The Chilling Phenomenon Of A Shared-Death Experience

Most are aware of the end-of-life phenomena called a near-death experience, in which those who've stood at the precipice of death but who are revived report (via Scientific American) seeing the proverbial light at the end of the tunnel, as well as feelings of bliss, and the sensation of leaving one's body. There are several leading theories that a near-death experience might be the mind's way of dealing with the trauma of death. Not so well known, though, are a kind of near-death experience called a shared-death experience (SDE).

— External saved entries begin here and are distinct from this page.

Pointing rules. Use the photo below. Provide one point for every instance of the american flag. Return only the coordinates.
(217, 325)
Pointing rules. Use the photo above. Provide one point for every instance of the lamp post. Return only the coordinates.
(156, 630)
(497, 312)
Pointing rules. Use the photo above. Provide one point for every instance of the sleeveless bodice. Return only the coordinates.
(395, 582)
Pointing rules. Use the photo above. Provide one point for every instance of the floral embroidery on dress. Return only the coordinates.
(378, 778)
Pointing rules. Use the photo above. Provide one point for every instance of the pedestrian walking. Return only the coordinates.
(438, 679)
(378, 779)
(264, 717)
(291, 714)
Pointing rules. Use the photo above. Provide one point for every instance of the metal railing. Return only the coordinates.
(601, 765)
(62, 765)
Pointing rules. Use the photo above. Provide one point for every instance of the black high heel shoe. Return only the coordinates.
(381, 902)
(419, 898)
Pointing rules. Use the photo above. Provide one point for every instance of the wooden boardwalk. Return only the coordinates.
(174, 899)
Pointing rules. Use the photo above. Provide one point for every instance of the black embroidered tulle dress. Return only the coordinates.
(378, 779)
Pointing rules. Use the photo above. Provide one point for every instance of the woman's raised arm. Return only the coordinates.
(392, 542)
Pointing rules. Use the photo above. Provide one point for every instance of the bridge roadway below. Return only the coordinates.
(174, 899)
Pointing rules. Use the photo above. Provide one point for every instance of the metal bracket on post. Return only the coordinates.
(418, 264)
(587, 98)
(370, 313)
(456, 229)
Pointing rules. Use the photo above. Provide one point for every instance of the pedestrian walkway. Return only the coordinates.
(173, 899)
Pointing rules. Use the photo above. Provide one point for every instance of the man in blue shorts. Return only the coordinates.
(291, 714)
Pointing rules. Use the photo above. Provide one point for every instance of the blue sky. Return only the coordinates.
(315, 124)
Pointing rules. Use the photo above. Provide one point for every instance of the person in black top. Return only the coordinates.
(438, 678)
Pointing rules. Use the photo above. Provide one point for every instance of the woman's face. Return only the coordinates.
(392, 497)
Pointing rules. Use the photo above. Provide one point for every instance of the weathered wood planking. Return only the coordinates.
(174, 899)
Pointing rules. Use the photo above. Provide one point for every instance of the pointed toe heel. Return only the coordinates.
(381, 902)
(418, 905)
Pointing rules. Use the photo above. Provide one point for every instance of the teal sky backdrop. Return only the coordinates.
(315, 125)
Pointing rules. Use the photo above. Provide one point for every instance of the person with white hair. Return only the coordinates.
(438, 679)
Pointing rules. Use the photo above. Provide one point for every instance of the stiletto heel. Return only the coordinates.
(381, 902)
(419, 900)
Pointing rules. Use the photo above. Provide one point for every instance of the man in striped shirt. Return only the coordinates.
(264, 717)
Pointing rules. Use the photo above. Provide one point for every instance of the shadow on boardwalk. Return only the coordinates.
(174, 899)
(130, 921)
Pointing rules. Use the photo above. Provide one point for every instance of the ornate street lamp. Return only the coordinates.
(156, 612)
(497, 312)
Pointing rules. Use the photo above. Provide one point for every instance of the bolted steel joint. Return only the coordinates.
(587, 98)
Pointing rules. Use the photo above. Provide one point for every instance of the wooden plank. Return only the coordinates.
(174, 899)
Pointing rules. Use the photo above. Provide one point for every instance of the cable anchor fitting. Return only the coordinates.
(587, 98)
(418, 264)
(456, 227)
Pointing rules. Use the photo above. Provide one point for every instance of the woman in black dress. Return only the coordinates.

As early as the 19th century, anecdotal evidence exists of SDEs, or the reported sensation of a caregiver or someone close to or nearby an individual who's dying having a similar experience in their own body at the moment of that person's passing. With "Shared Death Experiences: A Little-Known Type of End-of-Life Phenomena Reported by Caregivers and Loved Ones," published in 2021 by the journal, "American Journal of Hospice and Palliative Medicine," what might cause these shared-death experiences, and what they might be, have become the topic of serious scientific inquiry.

Shared-death experiences were once called death-bed visions

In the 19th century, shared-death experiences were called death-bed visions or death-bed coincidences by The Society for Psychical Research in London. One of the most well-known examples of an SDE happened in World War I to the German poet Karl Skala, as author Melvin Morse records in his 1995 book, "Parting Visions Uses and Meanings of Pre-death, Psychic, and Spiritual Experiences." In it, Morse writes that Skala remembered the sensation of leaving his body as his friend and fellow soldier died in his arms.

Skala also recalled looking down and seeing himself holding his departed friend before Skala returned to his body, uninjured. CNN reports that some researchers theorize that near-death experience might be caused by anoxia, or what the brain goes through as it loses oxygen in the process of dying, or even perhaps anesthesia. No such explanation fits the shared-death experience, though some theorize they might come about in the person witnessing a person die as a response to trauma and grief. However, SDEs have been reported by those thousands of miles away from their loved ones at the moment of their passing.

SDEs are not always 'blissful'

Moreover, shared-death experiences aren't always as peaceful and comforting as near-death experiences are claimed to be. One woman who separated from her mother at the time her mother died reported a feeling of suffocation. However, most SDEs appear to be peaceful. One reported shared-death experience (via Guideposts) happened as a man flew on a plane. He experienced guiding his father toward a light and didn't realize his father died until the plane landed. One woman recalled traveling with her dying husband to the metaphorical doorstep of heaven, where she handed him over to his departed mother.

Anything related to the afterlife is naturally met with skepticism. But on the topic of SDEs, psychotherapist William Peters said (via Guideposts), "Some dismiss NDEs as just the body's biological response to physical trauma ... But for SDEs, this is a mystical experience happening to a healthy person. And there are so many commonalities in firsthand accounts of NDEs and SDEs, it has to be more than a coincidence." Shared-death experiences, Peters added, are a " ... dynamic experience ... We are being allowed to witness a journey from this human life into what lies beyond."